ARTICLE

How Thomson Reuters develops reliable AI technology

A fundamental approach to rigorous testing by engineers, data scientists, and industry experts

Every professional who depends on technology, especially products that employ artificial intelligence (AI), is rightly concerned about issues such as data quality and lack of transparency, consistency, and reliability. 

That’s why we employ an exacting testing and validation process to ensure every product or program we release performs to the highest possible standards. We’ve been doing this for over 30 years for the products we develop for legal, tax and accounting, risk and fraud, news professionals, and professional service firms.

With a rich history in applied research activities, Thomson Reuters Labs focuses on revolutionary technology for real-world business problems. Our customers’ need for trustworthy information drives our research — along with the recent breakthroughs in machine learning and AI research.

The people we serve require the right information — in the proper context — and often under tight time constraints. So, we’ve adopted a comprehensive approach that closely examines accuracy, bias, usability, depth and breadth of information, and data drift to give professionals the confidence that the information they receive is accurate and complete.

This approach requires data scientists, engineers, and domain experts to test hundreds of examples to determine if a product or program can meet our standards.

How we approach AI development

Every time we begin a project incorporating AI, we start by defining the task: what exactly is the AI meant to accomplish? 

Building an artificial intelligence model based on what it is supposed to accomplish gives us the ability to stress test it without having to completely design the AI solution first. We can, therefore, lay out the features that allow the product or program to function properly and develop a reliable AI model in parallel. Once both meet their requirements, the developers integrate the AI model into the newly developed product feature, and they perform further rigorous testing to ensure that its usability meets our standards.

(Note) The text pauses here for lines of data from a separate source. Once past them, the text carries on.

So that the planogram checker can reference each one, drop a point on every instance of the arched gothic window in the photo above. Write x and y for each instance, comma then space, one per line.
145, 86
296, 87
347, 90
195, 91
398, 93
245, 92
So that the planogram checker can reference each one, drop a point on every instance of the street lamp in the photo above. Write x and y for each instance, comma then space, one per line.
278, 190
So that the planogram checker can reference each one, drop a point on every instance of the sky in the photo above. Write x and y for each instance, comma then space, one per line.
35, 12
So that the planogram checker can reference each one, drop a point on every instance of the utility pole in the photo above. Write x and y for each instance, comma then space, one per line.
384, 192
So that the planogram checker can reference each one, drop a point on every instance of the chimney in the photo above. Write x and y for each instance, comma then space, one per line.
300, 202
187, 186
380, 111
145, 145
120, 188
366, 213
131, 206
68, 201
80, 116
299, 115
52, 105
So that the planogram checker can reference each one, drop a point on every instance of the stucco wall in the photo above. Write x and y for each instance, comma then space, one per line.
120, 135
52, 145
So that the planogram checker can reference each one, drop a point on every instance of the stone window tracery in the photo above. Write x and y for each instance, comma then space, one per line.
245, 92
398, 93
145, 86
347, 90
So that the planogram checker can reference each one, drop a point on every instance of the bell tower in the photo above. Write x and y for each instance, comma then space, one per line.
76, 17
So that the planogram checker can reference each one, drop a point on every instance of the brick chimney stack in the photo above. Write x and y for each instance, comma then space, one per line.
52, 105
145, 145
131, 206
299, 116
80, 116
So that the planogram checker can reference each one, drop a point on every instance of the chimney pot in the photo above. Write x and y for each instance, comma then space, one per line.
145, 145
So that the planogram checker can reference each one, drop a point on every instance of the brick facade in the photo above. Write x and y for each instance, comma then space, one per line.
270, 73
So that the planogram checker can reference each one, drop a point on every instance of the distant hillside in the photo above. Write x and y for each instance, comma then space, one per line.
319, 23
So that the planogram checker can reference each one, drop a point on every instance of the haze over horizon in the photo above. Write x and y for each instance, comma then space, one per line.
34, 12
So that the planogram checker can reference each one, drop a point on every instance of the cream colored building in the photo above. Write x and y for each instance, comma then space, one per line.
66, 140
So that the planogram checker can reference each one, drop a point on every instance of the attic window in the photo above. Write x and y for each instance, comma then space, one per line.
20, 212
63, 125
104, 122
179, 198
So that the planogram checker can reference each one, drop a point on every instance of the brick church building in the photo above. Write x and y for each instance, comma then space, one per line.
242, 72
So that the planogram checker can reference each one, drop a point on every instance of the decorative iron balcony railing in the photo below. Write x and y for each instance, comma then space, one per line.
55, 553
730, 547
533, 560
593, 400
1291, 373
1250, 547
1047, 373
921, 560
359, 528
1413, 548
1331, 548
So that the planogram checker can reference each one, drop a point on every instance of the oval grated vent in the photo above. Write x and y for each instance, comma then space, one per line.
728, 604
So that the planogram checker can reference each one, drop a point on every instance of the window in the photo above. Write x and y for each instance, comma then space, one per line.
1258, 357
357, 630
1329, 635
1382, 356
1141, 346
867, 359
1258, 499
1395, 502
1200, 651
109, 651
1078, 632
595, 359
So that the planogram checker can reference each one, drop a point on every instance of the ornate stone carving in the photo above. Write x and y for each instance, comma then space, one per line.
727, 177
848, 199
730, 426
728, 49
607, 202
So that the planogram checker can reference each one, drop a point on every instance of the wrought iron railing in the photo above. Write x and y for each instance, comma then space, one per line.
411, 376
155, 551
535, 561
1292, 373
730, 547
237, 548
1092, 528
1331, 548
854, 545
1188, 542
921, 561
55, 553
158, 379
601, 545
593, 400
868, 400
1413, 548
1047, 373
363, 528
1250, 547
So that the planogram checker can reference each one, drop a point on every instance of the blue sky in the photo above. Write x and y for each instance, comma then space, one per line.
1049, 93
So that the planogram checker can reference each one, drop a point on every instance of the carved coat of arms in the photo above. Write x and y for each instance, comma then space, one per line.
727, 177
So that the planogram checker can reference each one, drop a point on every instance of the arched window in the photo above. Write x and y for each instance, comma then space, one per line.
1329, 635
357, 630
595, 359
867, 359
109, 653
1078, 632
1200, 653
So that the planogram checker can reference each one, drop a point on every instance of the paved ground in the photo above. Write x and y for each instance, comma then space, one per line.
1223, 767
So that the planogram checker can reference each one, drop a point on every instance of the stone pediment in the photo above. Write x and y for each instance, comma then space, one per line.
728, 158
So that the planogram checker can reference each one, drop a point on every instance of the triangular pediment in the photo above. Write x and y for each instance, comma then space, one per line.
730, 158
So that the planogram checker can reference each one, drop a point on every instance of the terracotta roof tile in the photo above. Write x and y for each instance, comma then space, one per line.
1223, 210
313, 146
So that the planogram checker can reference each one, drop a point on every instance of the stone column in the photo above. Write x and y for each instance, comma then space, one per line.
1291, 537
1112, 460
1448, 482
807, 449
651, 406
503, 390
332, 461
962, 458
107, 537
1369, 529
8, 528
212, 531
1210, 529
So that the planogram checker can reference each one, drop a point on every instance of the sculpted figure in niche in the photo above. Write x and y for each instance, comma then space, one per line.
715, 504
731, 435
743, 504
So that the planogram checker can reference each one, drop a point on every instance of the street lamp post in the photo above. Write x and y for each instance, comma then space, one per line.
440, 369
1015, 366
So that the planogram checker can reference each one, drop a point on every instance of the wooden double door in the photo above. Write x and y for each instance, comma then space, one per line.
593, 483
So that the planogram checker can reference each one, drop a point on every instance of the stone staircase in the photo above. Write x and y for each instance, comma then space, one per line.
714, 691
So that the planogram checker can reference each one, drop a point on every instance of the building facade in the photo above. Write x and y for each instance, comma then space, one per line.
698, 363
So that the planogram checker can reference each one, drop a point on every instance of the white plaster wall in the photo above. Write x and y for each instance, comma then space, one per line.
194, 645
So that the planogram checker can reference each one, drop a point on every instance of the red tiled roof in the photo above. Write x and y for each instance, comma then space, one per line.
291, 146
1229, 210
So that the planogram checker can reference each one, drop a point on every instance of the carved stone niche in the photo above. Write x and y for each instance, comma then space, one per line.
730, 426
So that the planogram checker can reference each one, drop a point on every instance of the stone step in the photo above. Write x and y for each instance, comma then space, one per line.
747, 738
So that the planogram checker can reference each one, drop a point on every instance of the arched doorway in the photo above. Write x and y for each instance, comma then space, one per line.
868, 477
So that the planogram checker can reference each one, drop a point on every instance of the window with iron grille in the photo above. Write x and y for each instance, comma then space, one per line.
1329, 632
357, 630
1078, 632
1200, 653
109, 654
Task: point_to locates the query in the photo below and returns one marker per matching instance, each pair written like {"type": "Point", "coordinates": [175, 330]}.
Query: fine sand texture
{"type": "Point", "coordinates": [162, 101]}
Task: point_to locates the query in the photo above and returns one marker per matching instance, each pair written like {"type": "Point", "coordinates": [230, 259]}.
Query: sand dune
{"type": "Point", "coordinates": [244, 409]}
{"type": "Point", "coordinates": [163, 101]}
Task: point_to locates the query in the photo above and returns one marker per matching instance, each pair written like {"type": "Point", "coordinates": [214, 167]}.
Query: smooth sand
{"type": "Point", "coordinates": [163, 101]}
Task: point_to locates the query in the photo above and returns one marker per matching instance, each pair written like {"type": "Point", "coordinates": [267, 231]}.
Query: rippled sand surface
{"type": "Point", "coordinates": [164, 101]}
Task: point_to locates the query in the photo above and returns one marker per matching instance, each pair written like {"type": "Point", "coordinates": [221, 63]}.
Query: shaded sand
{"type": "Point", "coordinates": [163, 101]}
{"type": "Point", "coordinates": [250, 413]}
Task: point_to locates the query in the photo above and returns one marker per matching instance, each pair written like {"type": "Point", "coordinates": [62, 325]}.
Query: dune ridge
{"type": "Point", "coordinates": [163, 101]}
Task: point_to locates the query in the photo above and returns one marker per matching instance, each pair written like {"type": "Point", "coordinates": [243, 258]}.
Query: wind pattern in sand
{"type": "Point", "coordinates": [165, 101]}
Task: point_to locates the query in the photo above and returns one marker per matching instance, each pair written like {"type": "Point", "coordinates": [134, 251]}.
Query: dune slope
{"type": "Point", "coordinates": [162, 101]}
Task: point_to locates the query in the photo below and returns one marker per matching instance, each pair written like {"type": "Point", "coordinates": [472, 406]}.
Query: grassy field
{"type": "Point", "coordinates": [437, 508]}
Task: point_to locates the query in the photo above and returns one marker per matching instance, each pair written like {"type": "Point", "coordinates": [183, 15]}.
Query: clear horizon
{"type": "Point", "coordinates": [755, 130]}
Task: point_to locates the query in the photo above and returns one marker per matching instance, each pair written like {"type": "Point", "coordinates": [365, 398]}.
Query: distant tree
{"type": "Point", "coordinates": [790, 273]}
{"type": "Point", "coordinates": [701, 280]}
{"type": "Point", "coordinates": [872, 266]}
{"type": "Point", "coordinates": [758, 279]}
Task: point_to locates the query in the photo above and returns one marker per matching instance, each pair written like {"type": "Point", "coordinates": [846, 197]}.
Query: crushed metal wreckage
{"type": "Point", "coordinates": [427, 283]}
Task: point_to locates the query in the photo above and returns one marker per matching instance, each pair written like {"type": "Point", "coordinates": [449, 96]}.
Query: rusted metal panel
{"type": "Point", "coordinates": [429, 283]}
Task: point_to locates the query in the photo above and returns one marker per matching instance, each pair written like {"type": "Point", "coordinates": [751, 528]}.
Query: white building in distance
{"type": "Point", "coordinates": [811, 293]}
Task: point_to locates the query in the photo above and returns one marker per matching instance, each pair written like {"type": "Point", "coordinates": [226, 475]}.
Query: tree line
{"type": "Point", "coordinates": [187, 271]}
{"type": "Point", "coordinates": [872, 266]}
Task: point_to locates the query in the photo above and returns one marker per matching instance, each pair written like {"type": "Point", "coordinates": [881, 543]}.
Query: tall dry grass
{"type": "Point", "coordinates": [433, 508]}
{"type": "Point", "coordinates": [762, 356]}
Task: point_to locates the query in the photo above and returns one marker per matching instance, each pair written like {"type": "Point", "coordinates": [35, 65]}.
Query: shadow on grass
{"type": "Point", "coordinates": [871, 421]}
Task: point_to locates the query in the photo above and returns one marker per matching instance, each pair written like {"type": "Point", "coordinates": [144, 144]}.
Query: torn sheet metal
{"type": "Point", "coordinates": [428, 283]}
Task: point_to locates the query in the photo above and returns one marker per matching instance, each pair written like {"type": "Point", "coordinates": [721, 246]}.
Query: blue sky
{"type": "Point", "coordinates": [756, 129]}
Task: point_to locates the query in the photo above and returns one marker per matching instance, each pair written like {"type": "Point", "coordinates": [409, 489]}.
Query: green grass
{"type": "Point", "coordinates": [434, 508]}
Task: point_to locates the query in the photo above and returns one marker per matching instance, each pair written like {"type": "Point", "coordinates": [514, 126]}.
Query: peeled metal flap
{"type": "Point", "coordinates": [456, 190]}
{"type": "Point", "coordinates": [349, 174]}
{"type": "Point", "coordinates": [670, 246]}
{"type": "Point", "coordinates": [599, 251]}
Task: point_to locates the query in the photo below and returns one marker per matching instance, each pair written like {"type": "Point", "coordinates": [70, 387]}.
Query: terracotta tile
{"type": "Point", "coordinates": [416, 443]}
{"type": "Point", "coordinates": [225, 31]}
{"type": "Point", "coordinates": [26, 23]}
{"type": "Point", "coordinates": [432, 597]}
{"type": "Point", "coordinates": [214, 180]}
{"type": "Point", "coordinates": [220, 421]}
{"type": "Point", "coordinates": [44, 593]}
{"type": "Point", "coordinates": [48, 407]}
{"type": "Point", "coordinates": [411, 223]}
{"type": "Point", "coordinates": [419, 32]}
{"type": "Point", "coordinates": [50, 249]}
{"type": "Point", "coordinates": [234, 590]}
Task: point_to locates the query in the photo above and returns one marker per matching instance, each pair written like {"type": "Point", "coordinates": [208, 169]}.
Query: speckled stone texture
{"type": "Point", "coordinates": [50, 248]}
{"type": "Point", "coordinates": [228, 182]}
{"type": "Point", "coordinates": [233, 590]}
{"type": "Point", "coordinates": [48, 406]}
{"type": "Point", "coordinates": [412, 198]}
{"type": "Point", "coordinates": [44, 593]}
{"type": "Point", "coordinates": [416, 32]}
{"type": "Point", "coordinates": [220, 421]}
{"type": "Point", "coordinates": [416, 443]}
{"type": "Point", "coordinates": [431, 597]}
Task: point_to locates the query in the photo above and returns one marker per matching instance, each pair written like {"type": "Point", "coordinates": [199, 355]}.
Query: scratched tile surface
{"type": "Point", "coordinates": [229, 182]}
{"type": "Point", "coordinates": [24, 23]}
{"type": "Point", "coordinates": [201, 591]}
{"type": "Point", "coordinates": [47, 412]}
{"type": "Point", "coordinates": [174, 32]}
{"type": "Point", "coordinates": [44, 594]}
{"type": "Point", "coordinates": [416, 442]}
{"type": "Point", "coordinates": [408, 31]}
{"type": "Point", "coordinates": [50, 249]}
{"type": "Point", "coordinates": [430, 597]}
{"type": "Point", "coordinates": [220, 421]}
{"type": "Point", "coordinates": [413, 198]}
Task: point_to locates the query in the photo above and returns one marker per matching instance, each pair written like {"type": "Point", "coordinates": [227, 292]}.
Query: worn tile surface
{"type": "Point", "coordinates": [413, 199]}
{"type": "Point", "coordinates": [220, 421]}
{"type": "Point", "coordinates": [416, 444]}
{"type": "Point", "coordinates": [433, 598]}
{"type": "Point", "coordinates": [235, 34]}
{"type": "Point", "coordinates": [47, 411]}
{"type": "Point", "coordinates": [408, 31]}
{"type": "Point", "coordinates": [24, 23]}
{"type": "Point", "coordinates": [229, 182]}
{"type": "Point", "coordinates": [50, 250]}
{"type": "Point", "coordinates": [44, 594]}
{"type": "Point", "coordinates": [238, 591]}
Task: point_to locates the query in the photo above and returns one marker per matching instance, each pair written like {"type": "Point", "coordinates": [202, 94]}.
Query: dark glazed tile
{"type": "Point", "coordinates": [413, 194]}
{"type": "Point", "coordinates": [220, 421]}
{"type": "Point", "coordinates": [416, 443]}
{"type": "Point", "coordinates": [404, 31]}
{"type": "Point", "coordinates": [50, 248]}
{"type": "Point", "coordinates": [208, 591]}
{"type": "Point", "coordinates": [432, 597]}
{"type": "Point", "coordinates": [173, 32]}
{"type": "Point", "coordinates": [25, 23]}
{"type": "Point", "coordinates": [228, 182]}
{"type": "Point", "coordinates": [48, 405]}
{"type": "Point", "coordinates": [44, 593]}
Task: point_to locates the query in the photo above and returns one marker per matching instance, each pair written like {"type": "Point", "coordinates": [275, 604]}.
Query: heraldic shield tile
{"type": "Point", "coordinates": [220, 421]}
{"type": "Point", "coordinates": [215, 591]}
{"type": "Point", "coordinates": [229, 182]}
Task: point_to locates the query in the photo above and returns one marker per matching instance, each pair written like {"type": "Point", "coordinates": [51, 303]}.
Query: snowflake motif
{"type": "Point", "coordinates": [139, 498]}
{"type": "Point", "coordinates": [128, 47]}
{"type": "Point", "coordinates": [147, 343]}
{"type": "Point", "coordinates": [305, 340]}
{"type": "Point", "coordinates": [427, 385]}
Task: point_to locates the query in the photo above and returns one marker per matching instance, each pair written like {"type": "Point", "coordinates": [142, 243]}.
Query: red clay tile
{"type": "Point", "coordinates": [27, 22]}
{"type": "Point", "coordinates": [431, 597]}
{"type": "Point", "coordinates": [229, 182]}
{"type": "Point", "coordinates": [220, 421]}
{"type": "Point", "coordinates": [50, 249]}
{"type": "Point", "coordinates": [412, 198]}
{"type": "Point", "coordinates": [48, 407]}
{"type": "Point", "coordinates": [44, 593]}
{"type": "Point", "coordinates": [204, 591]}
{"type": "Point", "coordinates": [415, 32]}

During the AI model development, we refine the model and adjust it to meet the predefined requirements. We then do error analysis, which entails observing how and where the model did not make the correct prediction or provide the proper information. Then, we work to understand why and determine how to make corrections.

This cycle of iterative refinements continues until we are satisfied that the AI is performing the appropriate tasks accurately.

Critical components of developing AI

We must integrate two critical components into AI’s development: the involvement of domain experts and the implementation of continuous evaluation.

Involvement of domain experts

Model development is not simply the responsibility of scientists. To create a model that performs the way it needs to function, we need domain experts who implicitly understand what the end user will need. These people help the scientists develop the appropriate prompts to test for accuracy, bias, and consistency.

If we’re designing AI to benefit the legal profession, we need experts with that specific background. Conversely, if it’s to work for accounting or tax professionals, we require domain experts who know what is accurate and most beneficial to those users. 

That said, a domain expert developing prompts can’t solve every problem or issue. We need scientists to maintain the rigor of the testing, figure out how to overcome challenges, and improve what needs fixing.

Implementation of continuous evaluation

We employ strict scientific evaluation methods to ensure the models’ continued accuracy and high-quality answers.

Checking accuracy

For accuracy, we ask how accurate the information produced was. How complete was the information?

We measure accuracy by assessing the extent to which an AI system consistently produces correct predictions or outputs based on the inputs or data given. If the accuracy is unsatisfactory, the model is adjusted and reevaluated until we achieve satisfactory accuracy.

Identifying bias

It’s important to be alert to potential bias in what the AI delivers. Eliminating AI bias requires drilling down into datasets, machine learning algorithms, and other elements of AI systems to identify sources of potential bias.

Regulating data drift

Data drift refers to changes in the input data's statistical characteristics over time, which can affect the model's performance. Information changes rapidly and often. Every field using our technology has new regulations, laws, interpretations, and more shifting and updating data. Keeping abreast of those changes is vital to ensuring the model is as accurate as possible.

Establishing usability

We evaluate how well the model works under real-world conditions. First, we perform research to determine what users need. Then, we test the model to see how it works in everyday situations. Next, we solicit feedback from industry users to help us refine the model and build trust in its validity. 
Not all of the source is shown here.